Denial management has been a thorn in the side of provider RCM teams forever. And unfortunately, despite expanded EHR use and claim coding improvements, denial rates have continued to rise into the pandemic; from 9% in 2016 to 10.8% mid-pandemic in 2020.
Cost To Rework Claims
To make matters worse, the average cost of reworking denials ranges from $25-$118 per claim. As a result, over 60% of denials are never resubmitted! Here’s why:
- Lack of A/R Specific Software: Payer and EHR variability has forced A/R into manual workflows
- Staff Cost: Cost to retain skilled A/R follow up staff
Keys To Optimizing Denial Management
The good news is, modern software tools are easier to build and here to help provider billing teams. Historically, only large hospitals and payers had access to the most advanced technology, but that’s changing rapidly. Here are a few A/R follow up areas where modern software can help.
Auto-Triage of Claims
The current standard for all billing teams is to assess each claim one-by-one. Typically, it’s an “ERA by ERA” assessment that often requires further digging to really determine the correct action. However, payer claim decisions are pattern-based. With modern tools that combine these patterns with your preferred triaging, the software can triage claims in batches. This both removes the repetitive process of claim triage and optimizes the proper action decision.
100% Digital Appeals
Even after choosing to appeal a claim or send a medical record, the process of building an appeal letter, filling out a payer form, and then submitting it back to the various payers is extremely time consuming. Some teams report that it takes 35 minutes per claim!

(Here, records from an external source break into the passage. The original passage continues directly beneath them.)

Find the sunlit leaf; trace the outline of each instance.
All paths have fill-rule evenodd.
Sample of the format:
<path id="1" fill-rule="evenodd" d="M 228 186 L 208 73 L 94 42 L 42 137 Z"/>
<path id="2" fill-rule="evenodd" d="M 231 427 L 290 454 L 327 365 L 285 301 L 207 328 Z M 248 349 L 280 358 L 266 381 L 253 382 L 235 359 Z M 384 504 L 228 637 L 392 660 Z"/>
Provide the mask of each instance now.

Finding the right language to best appeal the denial is challenging on its own. What worked and what didn’t work — and why? Billing agents are often left to themselves to figure this out. From there, actually submitting the appeal via postal mail, fax, or payer portal is both time consuming, costly, and often requires a different team to touch the appeal.
Having a solution that turns this entire build and submission into a single, digital process for all denial types and payers is the only way to solve this major pain.
Team Performance Tracking
Without a digital A/R follow tool, described above, billing team managers are left to track their team’s performance through the use of onerous spreadsheets and difficult to assess reports. Managers rely on their team members to train each other and report back any difficulties they might be experiencing. This leads to real gaps in performance assessment and, ultimately, the ability to help their teams succeed.

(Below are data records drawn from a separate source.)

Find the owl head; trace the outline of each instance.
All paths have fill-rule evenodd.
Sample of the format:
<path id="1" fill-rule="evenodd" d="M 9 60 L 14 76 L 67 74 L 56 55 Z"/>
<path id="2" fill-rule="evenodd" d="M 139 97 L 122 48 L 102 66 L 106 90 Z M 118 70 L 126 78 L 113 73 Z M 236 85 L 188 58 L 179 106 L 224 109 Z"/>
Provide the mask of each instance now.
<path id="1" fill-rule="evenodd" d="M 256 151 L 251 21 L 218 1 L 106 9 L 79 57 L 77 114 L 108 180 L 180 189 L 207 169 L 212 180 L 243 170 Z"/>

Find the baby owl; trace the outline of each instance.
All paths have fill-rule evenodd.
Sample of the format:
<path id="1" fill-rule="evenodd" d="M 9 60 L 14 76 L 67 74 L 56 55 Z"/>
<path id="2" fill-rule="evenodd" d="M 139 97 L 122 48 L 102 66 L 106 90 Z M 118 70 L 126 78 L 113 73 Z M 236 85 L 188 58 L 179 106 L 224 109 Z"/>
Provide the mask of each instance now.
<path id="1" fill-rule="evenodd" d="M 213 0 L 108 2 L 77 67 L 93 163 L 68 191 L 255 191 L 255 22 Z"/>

Having a digital A/R solution fixes that. The need for a real-time dashboard that provides these KPIs, along with real-time alerts related to individual agent performance, is the way forward.
Real-Time Denial Trends AND Alerts
Finally, as mentioned earlier, denials happen in patterns. The challenge is, those patterns vary by payer, provider, region, and specialty. And they change over time too! So, these patterns are difficult to track manually. Each pattern change has immediate downstream effects that can lead all the way back to the providers themselves, with annoying code corrections and medical records requests.

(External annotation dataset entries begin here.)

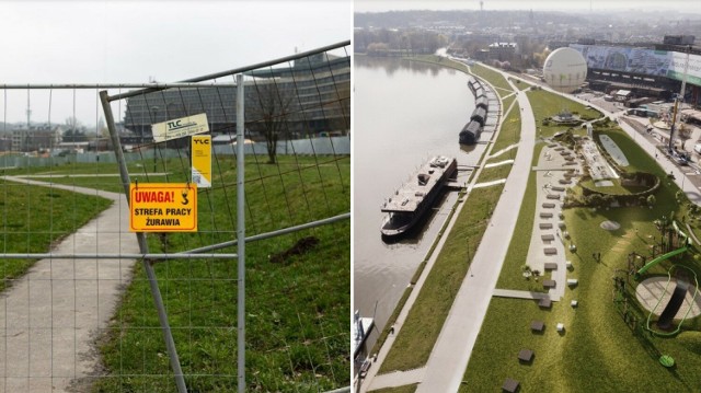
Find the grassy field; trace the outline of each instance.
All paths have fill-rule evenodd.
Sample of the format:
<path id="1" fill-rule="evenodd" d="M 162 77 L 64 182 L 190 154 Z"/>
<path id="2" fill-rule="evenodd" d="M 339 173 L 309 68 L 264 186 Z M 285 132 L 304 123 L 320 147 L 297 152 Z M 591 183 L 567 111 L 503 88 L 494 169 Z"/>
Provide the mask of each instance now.
<path id="1" fill-rule="evenodd" d="M 480 63 L 474 63 L 471 69 L 472 73 L 474 73 L 475 76 L 490 81 L 494 89 L 496 89 L 496 94 L 498 94 L 498 96 L 504 97 L 514 92 L 512 85 L 508 84 L 506 79 L 501 73 Z"/>
<path id="2" fill-rule="evenodd" d="M 417 384 L 403 385 L 398 388 L 384 388 L 370 391 L 372 393 L 414 393 L 416 392 Z"/>
<path id="3" fill-rule="evenodd" d="M 536 143 L 531 166 L 535 166 L 538 162 L 542 148 L 542 143 Z M 518 235 L 514 235 L 512 238 L 512 242 L 509 243 L 508 251 L 506 253 L 506 258 L 504 259 L 504 266 L 502 266 L 499 279 L 496 282 L 496 288 L 530 290 L 536 292 L 544 291 L 542 285 L 539 285 L 533 280 L 526 280 L 521 274 L 521 266 L 526 263 L 528 248 L 530 247 L 530 238 L 533 229 L 533 220 L 536 218 L 537 192 L 536 172 L 530 171 L 528 175 L 528 185 L 526 186 L 526 194 L 524 194 L 524 200 L 521 201 L 518 219 L 516 221 Z"/>
<path id="4" fill-rule="evenodd" d="M 246 235 L 349 211 L 349 157 L 278 160 L 277 165 L 269 165 L 264 163 L 266 159 L 246 158 Z M 159 160 L 158 171 L 165 175 L 145 173 L 152 169 L 152 161 L 147 161 L 129 165 L 133 181 L 184 183 L 188 178 L 189 166 L 181 160 Z M 150 252 L 179 252 L 235 239 L 235 162 L 218 158 L 214 166 L 214 187 L 198 190 L 198 232 L 149 234 Z M 118 176 L 70 176 L 115 174 L 114 164 L 70 164 L 12 173 L 50 174 L 51 178 L 37 180 L 124 192 Z M 83 204 L 91 203 L 88 197 L 79 198 Z M 44 199 L 32 201 L 32 206 L 57 209 L 57 203 L 64 199 L 69 200 L 62 194 L 59 198 L 44 193 Z M 72 212 L 74 207 L 69 207 L 61 209 Z M 32 222 L 33 233 L 39 222 Z M 249 390 L 324 391 L 350 383 L 349 228 L 349 220 L 343 220 L 246 244 Z M 271 262 L 271 255 L 284 254 L 304 236 L 319 242 L 281 263 Z M 234 253 L 235 247 L 225 251 Z M 188 389 L 237 391 L 237 261 L 169 261 L 158 263 L 156 273 Z M 134 277 L 110 327 L 99 338 L 104 373 L 95 378 L 95 392 L 175 389 L 141 264 L 136 265 Z"/>
<path id="5" fill-rule="evenodd" d="M 623 132 L 607 134 L 619 143 L 632 166 L 664 176 L 655 160 Z M 652 221 L 673 210 L 678 219 L 686 215 L 686 208 L 675 200 L 677 189 L 664 182 L 653 209 L 566 209 L 565 222 L 577 245 L 576 253 L 566 255 L 574 265 L 567 276 L 578 278 L 579 285 L 568 288 L 564 299 L 548 311 L 533 301 L 494 298 L 466 371 L 468 383 L 460 391 L 497 390 L 506 378 L 519 380 L 524 392 L 697 391 L 701 347 L 691 343 L 701 338 L 701 319 L 688 320 L 682 333 L 674 338 L 660 338 L 643 333 L 640 324 L 634 328 L 627 325 L 621 308 L 612 301 L 611 277 L 627 269 L 627 256 L 631 252 L 650 256 L 650 245 L 659 239 Z M 617 221 L 621 229 L 605 231 L 599 227 L 604 220 Z M 515 248 L 514 243 L 510 247 Z M 599 252 L 600 263 L 591 257 Z M 677 263 L 681 261 L 701 270 L 690 255 Z M 648 275 L 666 274 L 669 267 L 669 262 L 663 263 Z M 504 269 L 507 268 L 505 264 Z M 503 271 L 499 287 L 504 285 L 504 276 Z M 632 279 L 629 284 L 630 296 L 635 284 Z M 579 305 L 572 308 L 571 300 L 577 300 Z M 647 316 L 636 302 L 629 304 L 631 314 L 641 320 Z M 533 320 L 545 323 L 543 334 L 531 333 L 529 325 Z M 556 323 L 564 323 L 564 333 L 555 331 Z M 532 363 L 517 360 L 522 348 L 535 350 Z M 662 354 L 671 355 L 677 366 L 662 367 L 658 362 Z"/>
<path id="6" fill-rule="evenodd" d="M 550 125 L 543 125 L 543 120 L 545 118 L 554 116 L 563 109 L 567 109 L 573 114 L 579 114 L 583 118 L 586 117 L 594 119 L 601 117 L 601 114 L 596 109 L 587 109 L 585 105 L 544 90 L 529 90 L 526 94 L 528 94 L 528 100 L 530 100 L 531 107 L 533 108 L 536 127 L 539 129 L 539 134 L 544 138 L 552 137 L 555 132 L 566 130 L 571 127 L 558 126 L 553 123 Z M 585 129 L 578 127 L 575 128 L 575 130 L 579 135 L 586 134 Z"/>
<path id="7" fill-rule="evenodd" d="M 507 120 L 508 131 L 504 131 L 503 128 L 495 141 L 499 146 L 512 145 L 514 138 L 520 135 L 520 112 L 513 109 Z M 502 138 L 510 142 L 503 142 Z M 485 170 L 480 176 L 480 182 L 494 176 L 504 178 L 508 176 L 510 169 L 512 165 L 503 165 Z M 428 360 L 502 189 L 503 185 L 496 185 L 476 188 L 469 195 L 467 200 L 470 208 L 461 210 L 394 345 L 382 362 L 380 372 L 410 370 L 422 367 Z"/>
<path id="8" fill-rule="evenodd" d="M 428 360 L 502 189 L 476 188 L 467 199 L 470 208 L 460 211 L 380 372 L 410 370 Z"/>
<path id="9" fill-rule="evenodd" d="M 0 247 L 3 253 L 44 253 L 112 205 L 91 195 L 0 180 Z M 0 291 L 35 261 L 0 258 Z"/>
<path id="10" fill-rule="evenodd" d="M 256 165 L 254 159 L 246 163 L 246 235 L 349 210 L 349 157 L 278 160 L 278 165 Z M 184 173 L 172 171 L 169 180 L 181 176 Z M 149 235 L 151 252 L 235 238 L 234 185 L 233 161 L 219 161 L 215 187 L 199 192 L 198 232 Z M 319 244 L 283 263 L 268 261 L 303 236 L 315 236 Z M 315 391 L 349 384 L 349 221 L 246 244 L 250 390 Z M 235 261 L 204 258 L 156 265 L 183 371 L 199 375 L 187 377 L 193 391 L 235 391 Z M 174 388 L 140 265 L 135 277 L 103 337 L 111 378 L 101 379 L 97 391 Z"/>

A modern A/R solution that is dedicated to sharing these patterns via a real-time dashboard is the key. Not just a static dashboard with denial statistics, but in-app and email alerts that indicate an important change in a pattern. That aspect is especially important, because all billing agents are extremely busy and are bogged down by task after task. A smart platform that informs you of the most important information without any effort from you is required.
This is an exciting time for provider billing teams. At DocVocate, our team is passionate about helping provider billing teams. We’ve spent considerable time thoughtfully building our platform, Appealio, just for you. New tools are on the way to help!